Turing turned his attention to a biological problem, the problem of morphogenesis, the creation of shape. Almost all living organisms, including human beings start out as a single symmetrical cell. This cell divides repeatedly again creating a completely symmetrical undifferentiated ball of cells. And then “something” happens and this organism takes shape. Turing's single paper on this subject discusses a simple mechanism which would allow the formation of repeating structures. These could be the tiger's stripes, our vertebrae or our five fingers. He proposed a mechanism in which two antagonistic chemicals compete and cause the formation of a repeating pattern. This involves a process that we would now regard as part of chaos theory. If you search any database of scholarly articles in biology you will find thousands of articles with Turing's name in the title, because of this ground breaking pattern formation theory. In the last few months a study of the formation of ridges in the roof of a mouse mouth was the first to show the exact mechanism at work and the two competing chemicals involved.

Born in Paddington London, Turing's family were British officials in colonial India, so he was brought up by relatives until he was 14 years old and then attended boarding school. During his school years he showed an early interest in Chemistry, Biology and Quantum Physics. He studied mathematics as an undergraduate at King's College, Cambridge. There he found intellectual stimulation and also an environment where his homosexuality was accepted. Not long after graduating he was made a Fellow of Kings, then left to do his doctorate at Princeton with Alonzo Church as his supervisor. Church had beaten Turing to publishing the solution to the “Decision Problem”, but Church was careful to give full credit to Turing for the discovery of what Church called the “Turing Machine”. Turing was offered a job at Princeton, but returned to Britain and worked during the war on cryptography at Bletchley Park.

After the war Turing's contribution to the construction of the very first electronic computers suffered from bureaucratic delays and obstruction. He designed the ACE computer at the National Physical Laboratory, but as development slowed, he moved to Manchester to work on the very first fully electronic programmable computer, the Manchester Mark 1. Turing published his papers on Artificial Intelligence and one seminal paper on Morphogenesis.

Turing was also an active and successful long distance runner. He had beaten the British runner who won the silver medal in the 1948 London Olympics Marathon in a race the year before. Turing could himself have run in the Olympics, but he was ruled out because of an injury.

In 1952, police were investigating a robbery at Turing's house. Turing mentioned a homosexual relationship. The police arrested Turing, because at that time homosexuality was a criminal offence in Britain. The only evidence against him was his own honest statement of his sexuality. He was convicted and sentenced to one year in prison, but offered the alternative of treatment with hormones to “cure” his homosexuality, a form of chemical castration. The hormone treatment caused his physical and psychological condition to decline. In 1954, at the age of 42, Alan Turing committed suicide by eating an apple coated with cyanide. In 2009 the British Prime Minister apologised for the treatment of Alan Turing by the British state. However appeals to have his conviction cancelled have been rejected.

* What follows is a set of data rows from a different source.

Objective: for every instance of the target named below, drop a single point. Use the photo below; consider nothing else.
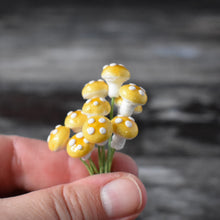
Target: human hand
(59, 186)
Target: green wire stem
(87, 167)
(111, 151)
(93, 166)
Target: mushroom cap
(95, 88)
(97, 129)
(79, 146)
(115, 72)
(133, 93)
(75, 120)
(124, 126)
(58, 138)
(118, 101)
(96, 106)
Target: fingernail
(121, 197)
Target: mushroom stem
(113, 89)
(118, 142)
(87, 167)
(127, 108)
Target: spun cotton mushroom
(96, 106)
(79, 147)
(118, 101)
(58, 138)
(75, 120)
(123, 128)
(97, 129)
(93, 89)
(132, 96)
(115, 75)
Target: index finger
(28, 164)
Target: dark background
(49, 50)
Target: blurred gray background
(49, 50)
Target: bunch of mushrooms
(95, 125)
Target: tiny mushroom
(93, 89)
(75, 120)
(79, 147)
(58, 138)
(96, 106)
(123, 128)
(138, 109)
(115, 75)
(97, 129)
(132, 96)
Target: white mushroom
(123, 128)
(115, 75)
(132, 96)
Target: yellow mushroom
(132, 96)
(115, 75)
(118, 101)
(97, 129)
(96, 106)
(58, 138)
(75, 120)
(79, 147)
(93, 89)
(123, 128)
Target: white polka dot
(128, 124)
(79, 147)
(104, 67)
(102, 120)
(91, 130)
(48, 138)
(131, 118)
(79, 135)
(85, 141)
(91, 120)
(54, 131)
(141, 92)
(102, 130)
(69, 113)
(73, 115)
(132, 88)
(72, 142)
(142, 89)
(118, 120)
(132, 84)
(95, 103)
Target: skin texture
(52, 185)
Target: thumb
(106, 196)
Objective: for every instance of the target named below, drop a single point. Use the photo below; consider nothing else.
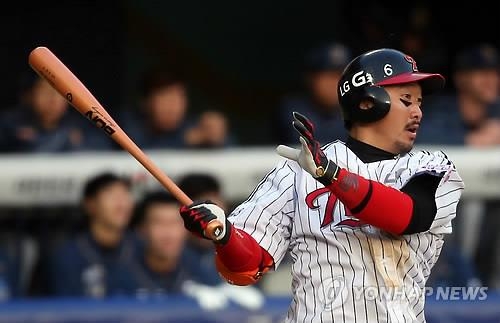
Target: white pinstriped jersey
(338, 260)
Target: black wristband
(330, 175)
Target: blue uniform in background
(21, 132)
(82, 267)
(442, 123)
(189, 268)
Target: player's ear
(366, 103)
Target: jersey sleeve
(448, 195)
(267, 213)
(448, 191)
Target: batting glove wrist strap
(198, 215)
(310, 156)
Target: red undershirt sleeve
(241, 260)
(373, 202)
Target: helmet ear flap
(380, 104)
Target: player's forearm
(241, 260)
(373, 202)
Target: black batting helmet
(365, 76)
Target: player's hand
(198, 215)
(310, 156)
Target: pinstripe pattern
(277, 216)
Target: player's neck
(104, 235)
(370, 137)
(366, 152)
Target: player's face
(167, 107)
(400, 126)
(164, 230)
(112, 206)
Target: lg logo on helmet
(358, 79)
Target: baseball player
(361, 217)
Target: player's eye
(405, 102)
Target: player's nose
(416, 112)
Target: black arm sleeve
(422, 190)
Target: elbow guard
(248, 277)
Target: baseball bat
(48, 66)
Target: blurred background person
(210, 131)
(165, 265)
(96, 262)
(202, 186)
(42, 122)
(162, 120)
(319, 102)
(471, 116)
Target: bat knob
(214, 230)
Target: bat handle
(214, 229)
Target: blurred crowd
(139, 247)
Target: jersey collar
(368, 153)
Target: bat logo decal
(96, 119)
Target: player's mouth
(412, 129)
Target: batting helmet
(365, 76)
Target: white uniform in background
(338, 261)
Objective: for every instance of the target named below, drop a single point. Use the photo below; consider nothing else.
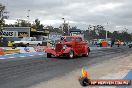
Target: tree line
(93, 32)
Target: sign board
(9, 33)
(77, 33)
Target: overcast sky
(80, 13)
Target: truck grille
(58, 47)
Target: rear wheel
(71, 55)
(48, 55)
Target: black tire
(71, 55)
(48, 55)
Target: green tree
(3, 16)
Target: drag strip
(26, 72)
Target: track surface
(22, 73)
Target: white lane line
(40, 54)
(11, 57)
(31, 55)
(22, 56)
(2, 58)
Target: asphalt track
(25, 72)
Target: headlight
(65, 46)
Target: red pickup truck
(69, 46)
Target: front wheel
(48, 55)
(71, 54)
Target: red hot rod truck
(69, 46)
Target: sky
(113, 14)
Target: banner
(9, 33)
(40, 48)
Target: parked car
(26, 41)
(130, 45)
(69, 46)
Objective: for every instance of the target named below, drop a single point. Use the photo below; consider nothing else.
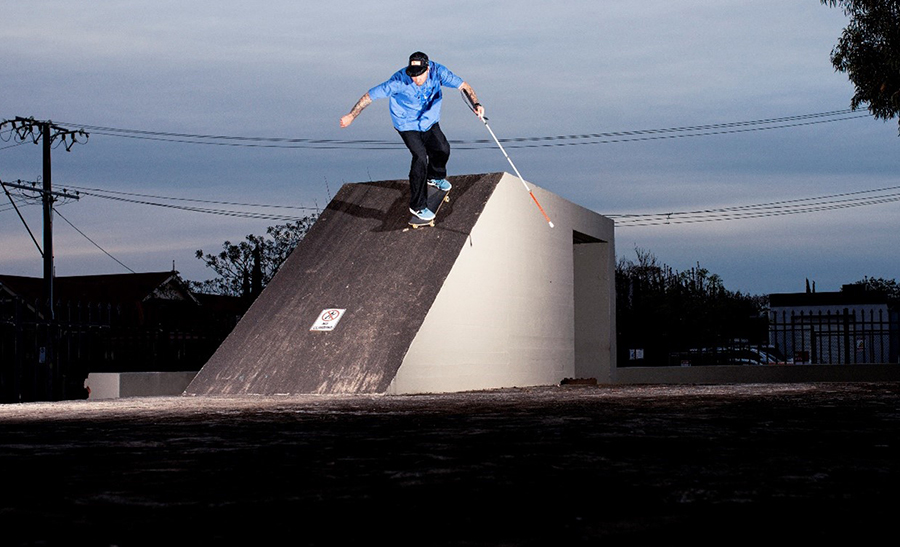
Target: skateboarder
(415, 105)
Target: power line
(832, 202)
(92, 241)
(784, 122)
(90, 191)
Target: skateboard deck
(434, 200)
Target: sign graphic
(328, 319)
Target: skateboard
(433, 201)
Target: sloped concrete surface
(804, 464)
(361, 257)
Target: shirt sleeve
(385, 89)
(446, 77)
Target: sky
(697, 71)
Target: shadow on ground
(547, 466)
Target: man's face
(420, 79)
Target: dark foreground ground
(811, 463)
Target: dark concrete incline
(358, 256)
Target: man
(415, 105)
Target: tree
(244, 268)
(661, 310)
(869, 52)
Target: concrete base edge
(758, 374)
(113, 385)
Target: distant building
(852, 326)
(104, 323)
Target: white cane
(471, 104)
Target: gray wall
(506, 315)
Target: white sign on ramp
(328, 319)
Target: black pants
(430, 151)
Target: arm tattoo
(363, 102)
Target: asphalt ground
(562, 465)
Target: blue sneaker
(424, 213)
(440, 184)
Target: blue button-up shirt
(414, 107)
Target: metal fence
(836, 337)
(43, 359)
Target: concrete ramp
(484, 299)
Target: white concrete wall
(505, 316)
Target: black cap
(418, 64)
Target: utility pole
(47, 201)
(46, 132)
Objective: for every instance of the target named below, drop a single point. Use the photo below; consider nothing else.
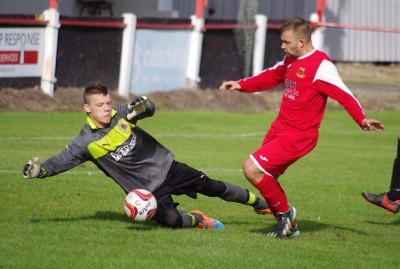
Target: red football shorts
(282, 147)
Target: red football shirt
(309, 80)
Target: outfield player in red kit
(309, 78)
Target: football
(140, 205)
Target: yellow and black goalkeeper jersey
(123, 151)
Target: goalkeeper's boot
(382, 200)
(285, 223)
(265, 211)
(293, 232)
(207, 222)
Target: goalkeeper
(113, 141)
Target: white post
(127, 51)
(195, 47)
(50, 51)
(317, 36)
(259, 43)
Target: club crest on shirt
(123, 126)
(300, 72)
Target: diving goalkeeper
(113, 141)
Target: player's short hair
(299, 26)
(92, 89)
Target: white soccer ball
(140, 205)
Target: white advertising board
(21, 52)
(160, 60)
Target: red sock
(273, 193)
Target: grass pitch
(76, 219)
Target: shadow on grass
(107, 216)
(308, 226)
(384, 222)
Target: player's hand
(32, 168)
(137, 107)
(229, 86)
(372, 125)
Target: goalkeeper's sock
(273, 193)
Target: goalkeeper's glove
(137, 107)
(32, 169)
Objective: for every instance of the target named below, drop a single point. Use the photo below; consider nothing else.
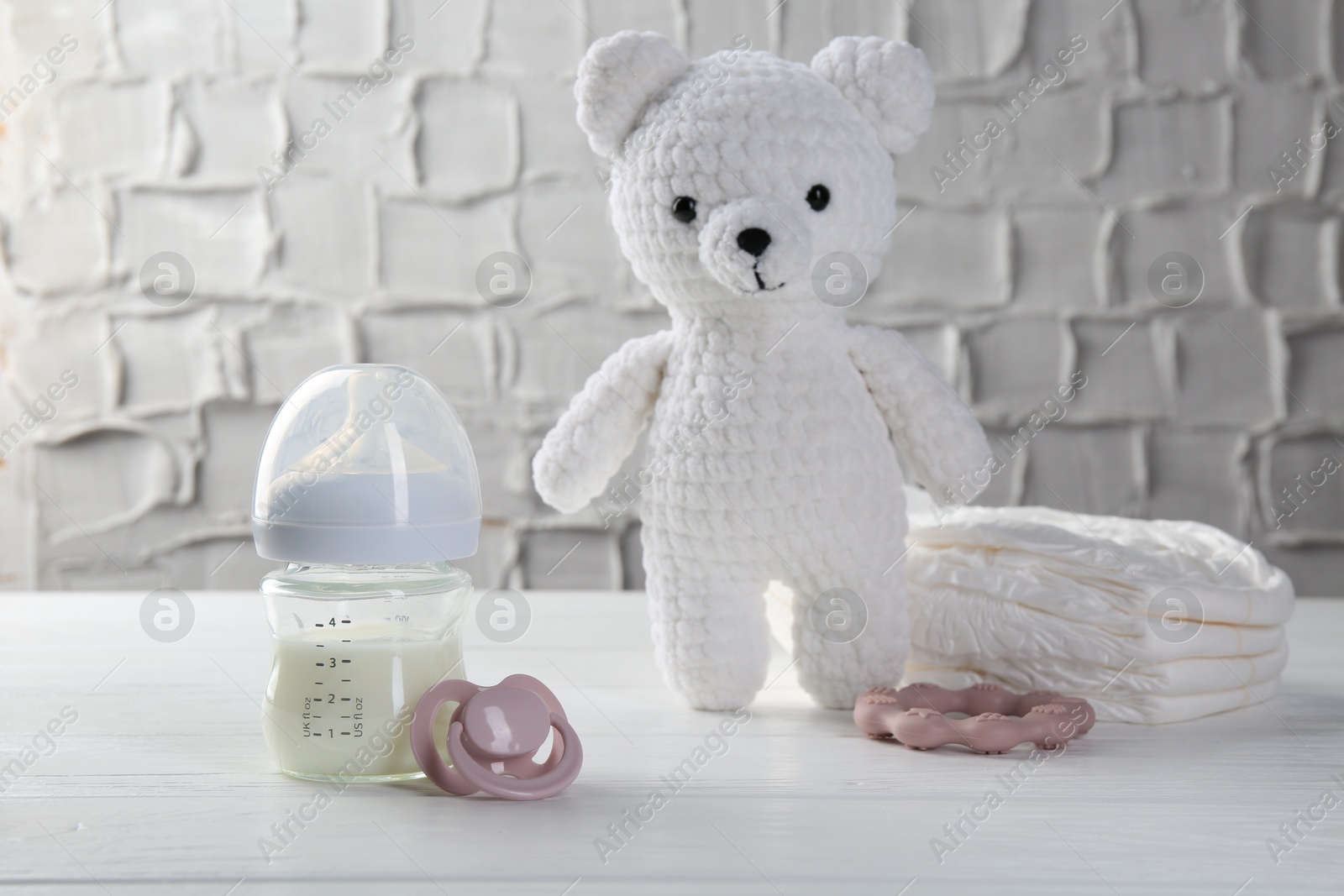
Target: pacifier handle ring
(544, 785)
(423, 734)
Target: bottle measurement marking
(355, 719)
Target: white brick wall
(1032, 262)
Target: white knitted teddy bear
(732, 177)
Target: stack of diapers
(1148, 621)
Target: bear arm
(931, 425)
(601, 425)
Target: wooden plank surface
(163, 783)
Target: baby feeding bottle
(367, 490)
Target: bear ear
(889, 81)
(617, 78)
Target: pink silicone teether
(998, 721)
(492, 738)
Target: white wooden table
(163, 783)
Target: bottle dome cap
(366, 464)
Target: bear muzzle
(753, 248)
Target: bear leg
(710, 637)
(850, 633)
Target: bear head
(734, 175)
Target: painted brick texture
(1214, 378)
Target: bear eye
(683, 208)
(819, 196)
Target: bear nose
(754, 241)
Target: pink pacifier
(492, 738)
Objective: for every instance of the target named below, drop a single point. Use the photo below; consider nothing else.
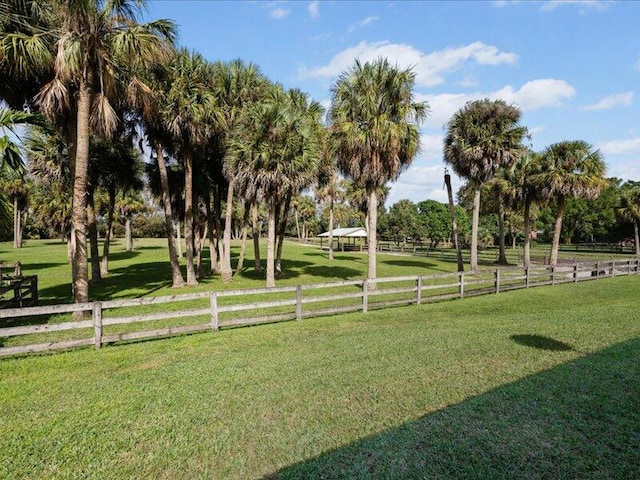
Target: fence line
(414, 289)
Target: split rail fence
(114, 321)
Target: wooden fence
(224, 309)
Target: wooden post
(97, 323)
(213, 299)
(299, 302)
(365, 296)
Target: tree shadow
(577, 420)
(541, 342)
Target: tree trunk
(271, 242)
(79, 211)
(177, 280)
(454, 222)
(256, 238)
(92, 228)
(372, 224)
(281, 231)
(243, 244)
(527, 230)
(331, 228)
(474, 230)
(225, 264)
(128, 235)
(188, 216)
(502, 257)
(555, 246)
(104, 268)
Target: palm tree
(630, 210)
(191, 115)
(569, 169)
(94, 43)
(481, 138)
(374, 130)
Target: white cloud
(430, 68)
(362, 23)
(532, 95)
(279, 13)
(611, 101)
(620, 147)
(314, 9)
(584, 4)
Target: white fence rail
(327, 299)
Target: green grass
(543, 383)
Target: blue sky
(573, 67)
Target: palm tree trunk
(127, 233)
(454, 222)
(256, 238)
(243, 244)
(502, 257)
(92, 228)
(372, 224)
(271, 241)
(331, 228)
(188, 216)
(225, 264)
(104, 268)
(527, 230)
(474, 230)
(555, 246)
(281, 231)
(177, 279)
(80, 275)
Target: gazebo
(348, 233)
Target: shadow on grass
(578, 420)
(542, 343)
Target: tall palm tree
(191, 115)
(630, 210)
(481, 138)
(94, 42)
(569, 169)
(374, 128)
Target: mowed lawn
(542, 383)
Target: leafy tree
(569, 169)
(483, 137)
(374, 130)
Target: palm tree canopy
(374, 122)
(571, 169)
(483, 137)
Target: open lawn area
(541, 383)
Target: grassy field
(543, 383)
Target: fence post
(213, 299)
(613, 267)
(97, 323)
(299, 302)
(365, 295)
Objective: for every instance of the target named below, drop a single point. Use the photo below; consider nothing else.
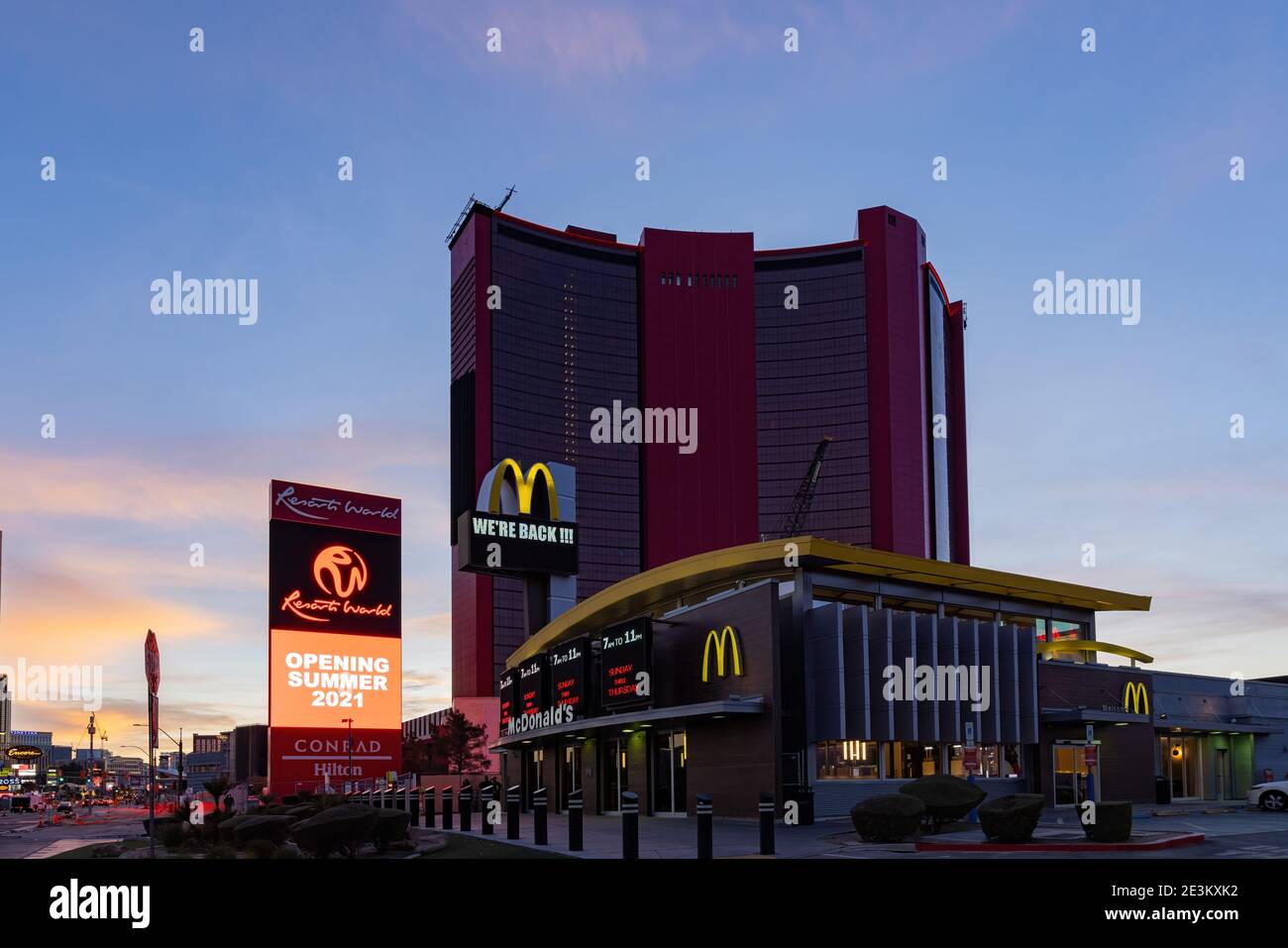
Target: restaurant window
(848, 760)
(907, 760)
(1055, 629)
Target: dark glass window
(811, 381)
(566, 343)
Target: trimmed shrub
(171, 833)
(271, 828)
(261, 849)
(230, 826)
(889, 818)
(1012, 818)
(390, 826)
(1113, 822)
(336, 830)
(945, 797)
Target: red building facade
(774, 350)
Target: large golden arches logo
(524, 484)
(725, 635)
(1134, 695)
(339, 571)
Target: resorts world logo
(342, 574)
(552, 716)
(524, 488)
(75, 900)
(725, 638)
(1134, 697)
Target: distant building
(201, 768)
(44, 740)
(248, 754)
(128, 771)
(5, 710)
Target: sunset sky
(1113, 163)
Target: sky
(1113, 163)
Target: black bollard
(704, 844)
(487, 810)
(767, 823)
(511, 813)
(467, 806)
(539, 817)
(575, 841)
(630, 824)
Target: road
(21, 836)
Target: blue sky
(1112, 163)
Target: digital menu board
(626, 664)
(570, 668)
(533, 685)
(509, 694)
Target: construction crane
(804, 498)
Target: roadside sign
(153, 662)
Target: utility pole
(349, 721)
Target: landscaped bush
(1012, 818)
(261, 849)
(336, 830)
(890, 818)
(390, 826)
(228, 827)
(271, 828)
(1112, 824)
(945, 797)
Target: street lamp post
(349, 742)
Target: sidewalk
(673, 837)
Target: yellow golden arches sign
(523, 487)
(1134, 695)
(719, 640)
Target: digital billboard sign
(325, 579)
(335, 636)
(533, 685)
(570, 668)
(626, 652)
(318, 679)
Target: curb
(1150, 846)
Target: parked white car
(1270, 796)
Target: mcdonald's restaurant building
(838, 673)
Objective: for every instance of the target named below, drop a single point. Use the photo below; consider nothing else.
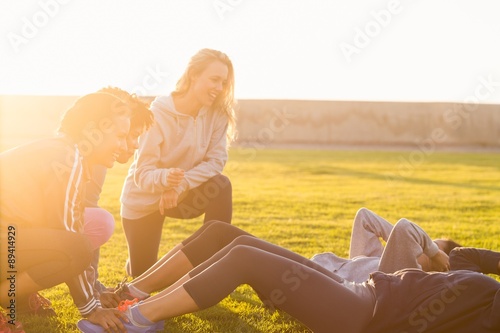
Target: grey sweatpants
(405, 241)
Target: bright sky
(426, 50)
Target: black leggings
(282, 279)
(48, 256)
(214, 198)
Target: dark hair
(88, 111)
(141, 114)
(449, 245)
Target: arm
(405, 245)
(213, 162)
(148, 175)
(477, 260)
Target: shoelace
(36, 302)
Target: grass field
(305, 200)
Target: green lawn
(305, 200)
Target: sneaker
(37, 305)
(125, 305)
(86, 326)
(123, 292)
(6, 327)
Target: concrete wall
(283, 122)
(368, 123)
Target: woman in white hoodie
(177, 171)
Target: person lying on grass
(407, 246)
(403, 301)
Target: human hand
(440, 262)
(109, 299)
(175, 176)
(168, 200)
(109, 319)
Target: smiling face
(112, 143)
(132, 144)
(207, 85)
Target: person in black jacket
(409, 300)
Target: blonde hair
(225, 101)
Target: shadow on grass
(393, 179)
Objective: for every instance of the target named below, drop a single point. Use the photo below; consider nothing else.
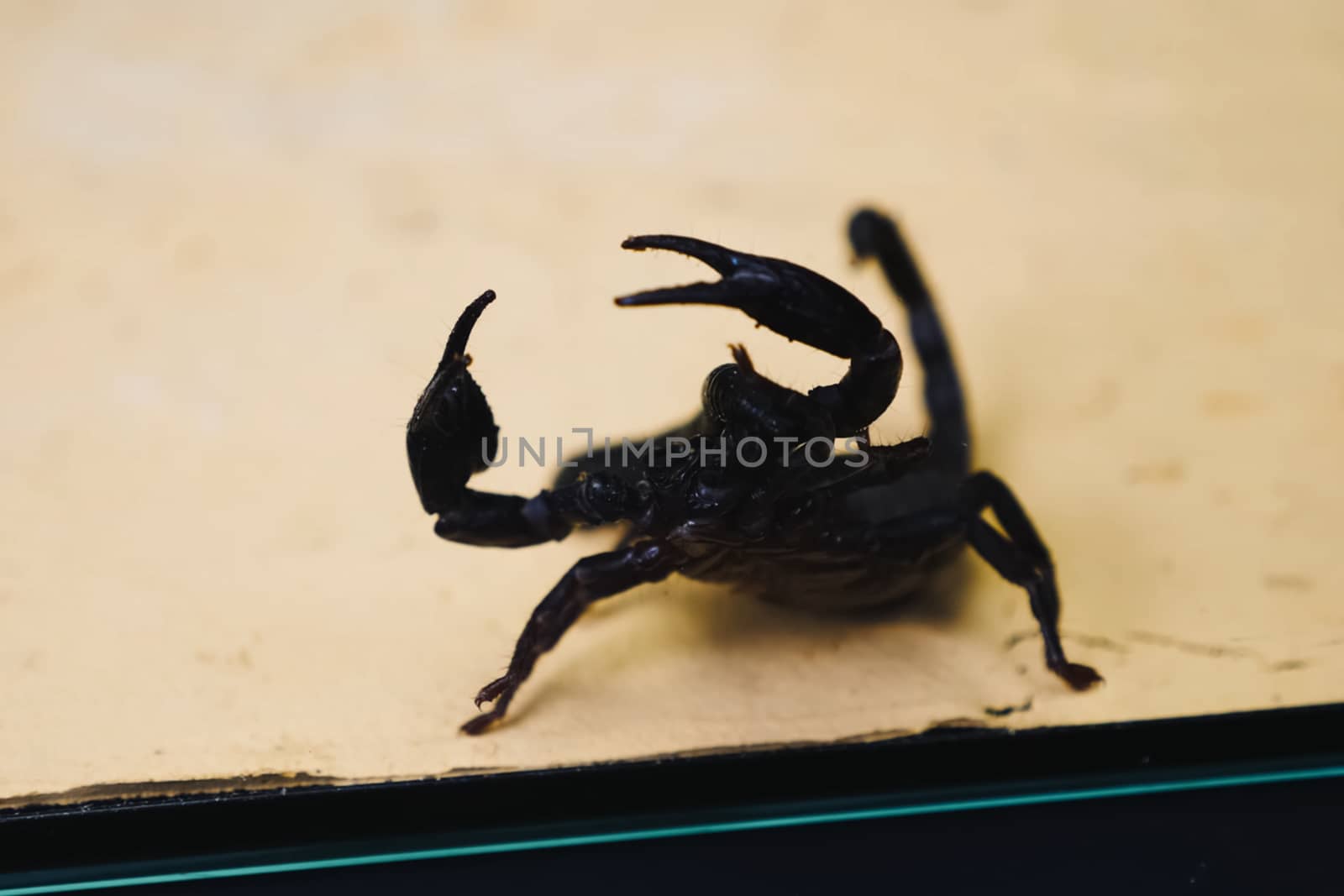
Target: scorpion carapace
(750, 490)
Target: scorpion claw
(452, 432)
(793, 301)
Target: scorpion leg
(877, 235)
(591, 579)
(452, 436)
(800, 305)
(1026, 562)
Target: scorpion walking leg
(875, 235)
(591, 579)
(800, 305)
(1025, 562)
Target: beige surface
(233, 238)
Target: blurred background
(233, 238)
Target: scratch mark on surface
(1214, 651)
(999, 712)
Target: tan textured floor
(233, 238)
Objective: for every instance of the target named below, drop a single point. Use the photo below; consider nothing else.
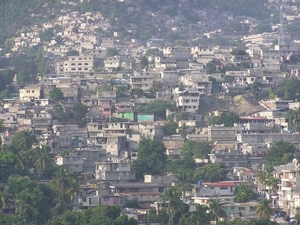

Turing's 100th birthday is now the subject of world wide effort to bring the recognition of the achievements of this brilliant scientist who was treated so brutally because of his sexuality.

The dreadful record of the computer industry on recognition of Turing's work has only partly been corrected by really rather small donations by companies like Google to the restoration and preservation of Bletchley Park.

The computer industry has a long and dishonourable tradition of ignoring the theoretical foundations of computer science. It is one of the reasons that computer systems, by and large, work so badly.

Two prejudices, one against people who choose a sexuality different from the “accepted norm”, the other against “theory” have obstructed recognition of Alan Turing's work for much of the last 60 years.

These prejudices continue to hold back human progress today. To honour Alan Turing's memory, we should fight against them both.